Green Anoles are one of the lizards that work well in a community terrarium.  Males can be territorial so a pair or a trio (1 male 2 females) will be better.  There are different species of anoles, such as the Bahaman Anole, that is quite different looking, and may not provoke the same aggression as another male Green Anole.  Long Tailed Lizards are an interesting little lizard that I have kept with anoles. As the name suggests they have tails that are twice the length of their body. 
House Geckos can be another possible addition but they are more active at night, so you need to make sure you put in enough crickets so the active daytime animals don't eat them all. 
If you have a bigger tank, you can try some of the bigger Arboreal Geckos, like the Golden Gecko and the Skunk Gecko.  All of these animals can do with out an actual water bowl as long as you spray down the tank daily.  The live plants, grass and glass will collect water drops, which the lizards will lick up.  If you want to try to add some small frogs like Green Tree Frogs or Fire Belly Toads, you will need a water bowl.
It’s a great project.  Good luck.
Ron

Ask the Lazi Birds!

Steve and Diane Lazicki have been rescuing and working with birds for over 8 years, as well as raising them as pets since childhood. They live with over 150 birds in their "bird house," so they have a wealth of bird expertise. Direct your bird related questions to the Lazi Birds.

Q: Dear LaziBirds,
What is Foraging and is it important for my parrot?
Jerome
A: Hi Jerome,
Foraging in the classic sense is the time in which a bird spends its day flying to and looking for food.
Little of its time is actually spent eating.
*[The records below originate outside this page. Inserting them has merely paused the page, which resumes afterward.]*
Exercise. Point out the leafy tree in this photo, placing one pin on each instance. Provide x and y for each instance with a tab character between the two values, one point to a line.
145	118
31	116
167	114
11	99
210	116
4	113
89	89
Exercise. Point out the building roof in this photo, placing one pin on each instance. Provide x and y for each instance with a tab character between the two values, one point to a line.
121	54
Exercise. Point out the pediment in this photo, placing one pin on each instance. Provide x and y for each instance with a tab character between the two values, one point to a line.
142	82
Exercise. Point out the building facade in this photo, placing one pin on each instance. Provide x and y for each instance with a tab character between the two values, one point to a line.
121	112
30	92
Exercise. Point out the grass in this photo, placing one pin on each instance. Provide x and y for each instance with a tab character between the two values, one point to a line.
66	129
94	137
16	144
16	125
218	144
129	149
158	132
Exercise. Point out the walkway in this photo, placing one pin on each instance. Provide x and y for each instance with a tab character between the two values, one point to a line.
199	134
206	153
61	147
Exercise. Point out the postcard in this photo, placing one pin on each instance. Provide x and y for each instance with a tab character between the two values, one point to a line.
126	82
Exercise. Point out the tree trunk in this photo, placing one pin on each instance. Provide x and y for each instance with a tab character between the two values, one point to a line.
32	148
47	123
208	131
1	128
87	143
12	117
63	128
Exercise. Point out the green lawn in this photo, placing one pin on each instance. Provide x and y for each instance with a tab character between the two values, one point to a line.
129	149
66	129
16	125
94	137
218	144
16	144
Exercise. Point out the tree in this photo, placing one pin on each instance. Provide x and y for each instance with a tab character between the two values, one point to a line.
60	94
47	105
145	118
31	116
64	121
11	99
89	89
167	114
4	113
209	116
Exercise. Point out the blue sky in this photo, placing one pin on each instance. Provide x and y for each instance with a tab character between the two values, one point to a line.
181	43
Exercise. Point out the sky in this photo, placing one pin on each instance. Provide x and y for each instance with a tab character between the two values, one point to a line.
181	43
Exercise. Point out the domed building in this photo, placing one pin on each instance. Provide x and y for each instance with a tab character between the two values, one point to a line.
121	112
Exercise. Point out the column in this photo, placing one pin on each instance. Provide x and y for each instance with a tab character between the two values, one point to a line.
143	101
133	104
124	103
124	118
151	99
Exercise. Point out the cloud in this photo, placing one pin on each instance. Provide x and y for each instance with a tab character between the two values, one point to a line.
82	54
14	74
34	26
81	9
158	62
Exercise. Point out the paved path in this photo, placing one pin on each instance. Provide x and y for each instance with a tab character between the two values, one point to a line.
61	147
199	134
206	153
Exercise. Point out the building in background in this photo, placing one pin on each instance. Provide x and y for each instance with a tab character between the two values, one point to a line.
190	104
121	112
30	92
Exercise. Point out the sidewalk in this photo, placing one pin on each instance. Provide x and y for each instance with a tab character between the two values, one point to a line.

Most of the time is spent in the process of looking for the food.
Foraging is a great way to stimulate the parrot's mind and also encourages more movement and exercise.  
As you can see, foraging is quite beneficial to the captive bird. There are so many ways that you can 'set up' a foraging situation inside a cage. 
One thing that I like to do is wrap (nonperishable) treats inside of dried cornhusks, found in the produce section of most supermarkets. Tie the ends closed with cotton rope. You can use these as foot toys or hang them in the cage. You can also wrap treats in plain paper and do the same thing. Use non-wax paper cups to fill with a combination of treats and shredding material. You can also use the cardboard toilet paper rolls to fill and secure the ends or, wrap it on paper and secure both ends of the paper.
The possibilities are endless. As your bird becomes more familiar with foraging, make it a little more challenging. Take a small plastic baby bottle and put both small (bird safe) toys and treats inside. Instead of putting the nipple back on the bottle, put paper on the top and then the nipple ring to secure it. Once the bird realizes that he/she has to tear the paper, use a couple of layers of cheesecloth. The idea is to provide a challenge. You do need to start simple until your bird gets the 'hang' of it.